茶碗から湯気がのぼる。それを見ると不思議と心が和む。

秋に紅葉がはらはらと落ちていくの見る時の気持ちに似ている。

師匠も人心地ついたようで、頬を赤くして少しずつ飲んでいる。

せっかく淹れてくれたのだから、僕もいただくことにしよう。


「うっ、こほっ、こほっ、こほっ」


すさまじく苦かった。ゴーヤと魚の腸と漢方を混ぜて濾したものを

ブラックコーヒーに入れたような味が・・・。

自分でも何言っているのかわからないが、尋常じゃないくらい苦いのは伝わった

と思う。
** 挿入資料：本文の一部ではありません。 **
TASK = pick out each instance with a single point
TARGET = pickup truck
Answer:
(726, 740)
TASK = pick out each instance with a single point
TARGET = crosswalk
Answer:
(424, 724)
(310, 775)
ちょっと涙が出てきた。

天井には電灯がついておらず、窓の光だけが光源なのに、今日は曇りで暗い。

飲み物の色がよく見えなかったが、黒っぽいからココアかコーヒーだと思ったのに

よく分からないものを飲まされてしまった。


「どうかしました、先輩?大丈夫ですか?」

自分は関係ないような顔をして聞いてきた。こいつなかなかいい趣味してんな。


「ちょっとむせただけだ。気にしないでくれ」

こいつ。くそっ、はめられた。

こいつになんか負けない!そう心に決めてその舌がねじれそうなほど苦い

黒い液体を飲み干したのだった。